What are my plans for retirement? Your living expenses will depend on where you’re retiring and the activities you want to do.
How can I minimize the impact of taxes? A financial adviser may be able to help you ease your tax burden.
2. Determine how much Social Security you’re eligible for
If you’re eligible to receive benefits, you can set up an account to review your earnings reports and use calculators to estimate your future monthly stipend. Another option is visiting a Social Security office.
3. Figure out how much to save each month
If you don’t think Social Security benefits will cover all of your expenses in retirement, you can set a savings goal for yourself. The amount you’ll need to save depends on how much you think you’ll need in retirement.
Some experts say you’ll need to replace 80% to 90% of your pre-retirement income. Another guideline says you should save 12 times your pre-retirement salary, while yet another says you need at least $1 million.
These figures can act as a guide, but everyone’s situation will be different. You might benefit from talking with a financial adviser to decide how much you’ll need in retirement and how much to set aside each month.
4. Start adjusting your budget
Once you’ve decided how much to save each month, you may need to adjust your budget to fit those contributions.
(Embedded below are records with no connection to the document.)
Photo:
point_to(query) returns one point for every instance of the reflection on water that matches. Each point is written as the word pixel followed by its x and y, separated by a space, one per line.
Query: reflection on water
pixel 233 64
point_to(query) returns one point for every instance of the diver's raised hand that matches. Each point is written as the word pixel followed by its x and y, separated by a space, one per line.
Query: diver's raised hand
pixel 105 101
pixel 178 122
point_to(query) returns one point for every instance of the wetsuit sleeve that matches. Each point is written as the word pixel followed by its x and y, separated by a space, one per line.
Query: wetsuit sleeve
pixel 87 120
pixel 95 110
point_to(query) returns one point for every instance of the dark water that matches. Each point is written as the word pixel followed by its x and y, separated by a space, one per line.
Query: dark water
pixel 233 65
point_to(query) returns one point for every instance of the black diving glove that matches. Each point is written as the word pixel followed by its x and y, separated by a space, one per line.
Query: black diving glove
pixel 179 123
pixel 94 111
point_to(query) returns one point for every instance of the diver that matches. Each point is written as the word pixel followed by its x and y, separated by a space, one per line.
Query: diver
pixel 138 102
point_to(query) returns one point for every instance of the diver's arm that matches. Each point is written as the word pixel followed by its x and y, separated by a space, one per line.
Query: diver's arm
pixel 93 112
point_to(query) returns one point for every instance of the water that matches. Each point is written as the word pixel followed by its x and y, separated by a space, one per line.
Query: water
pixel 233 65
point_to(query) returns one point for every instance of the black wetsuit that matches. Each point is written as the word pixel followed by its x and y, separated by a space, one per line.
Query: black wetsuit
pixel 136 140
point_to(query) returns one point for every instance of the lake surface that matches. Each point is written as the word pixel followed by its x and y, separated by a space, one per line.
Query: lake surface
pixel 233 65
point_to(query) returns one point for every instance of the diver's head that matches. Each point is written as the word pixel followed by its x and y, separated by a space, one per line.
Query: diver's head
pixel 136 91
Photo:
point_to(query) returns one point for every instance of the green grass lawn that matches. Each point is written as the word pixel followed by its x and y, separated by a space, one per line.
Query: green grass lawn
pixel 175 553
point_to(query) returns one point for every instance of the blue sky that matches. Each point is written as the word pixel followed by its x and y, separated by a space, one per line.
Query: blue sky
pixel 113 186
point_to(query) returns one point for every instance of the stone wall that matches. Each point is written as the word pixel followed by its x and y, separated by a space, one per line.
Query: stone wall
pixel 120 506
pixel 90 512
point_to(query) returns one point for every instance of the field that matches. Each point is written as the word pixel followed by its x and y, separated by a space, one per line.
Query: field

Start by checking your bank statements to determine your monthly earnings. Then list your living expenses and how much you spend on them each month. Subtract your expenses from your income. From the amount that’s left over, figure out how much you want to contribute toward retirement each month.
You may need to cut some expenses from your budget or find creative ways to save.
5. Contribute to employer-based retirement plans
Once you start saving money, you’ll want to find a good place to put it. Checking and savings accounts may be a good fit for your daily expenses and short-term goals, while a retirement account is a better fit for long-term savings. Most retirement accounts come with tax benefits.
Here are a few to consider:
IRA plans: An individual retirement account, or IRA, is set up by an individual instead of an employer. You can set up recurring contributions or make sporadic deposits.
401(k) plans: With a 401(k), your employer deducts a percentage of your paychecks and invests it on your behalf. Many employers match a portion of your contributions.
Pensions: A pension is a retirement plan where you receive regular, guaranteed payments from a former employer during retirement. The employer may pay for most or all of the plan.
6. Add in investments
Contributing to an IRA or 401(k) is one form of investing. But you can also open a brokerage account and invest in products like mutual funds and exchange-traded funds.
Diversification across your investments can help you reduce risk: If one industry or company loses money, other investments in your portfolio might help make up for it.
7. Stay on track
Saving for retirement may become difficult when big life events come up—like a wedding, the birth of a child or the loss of a job. If you can’t make contributions every now and then, that’s OK. Just make sure you’re still saving regularly and adjusting your plan when needed.
If you don’t have an employer-sponsored plan, then automating your contributions can help. You can set up automatic transfers so you don’t forget to save.
It’s also a good idea to leave your retirement savings untouched. If you think you’ll be tempted to dip into your retirement account when an unexpected issue arises, consider creating an emergency fund.
Retirement planning in a nutshell
At some point in your life, you might want—or need—to stop working. Retirement planning can help you do that because it helps you create realistic goals for your future financial security.
And when you start saving for retirement early, you can build up a nest egg and tap into it when the time is right.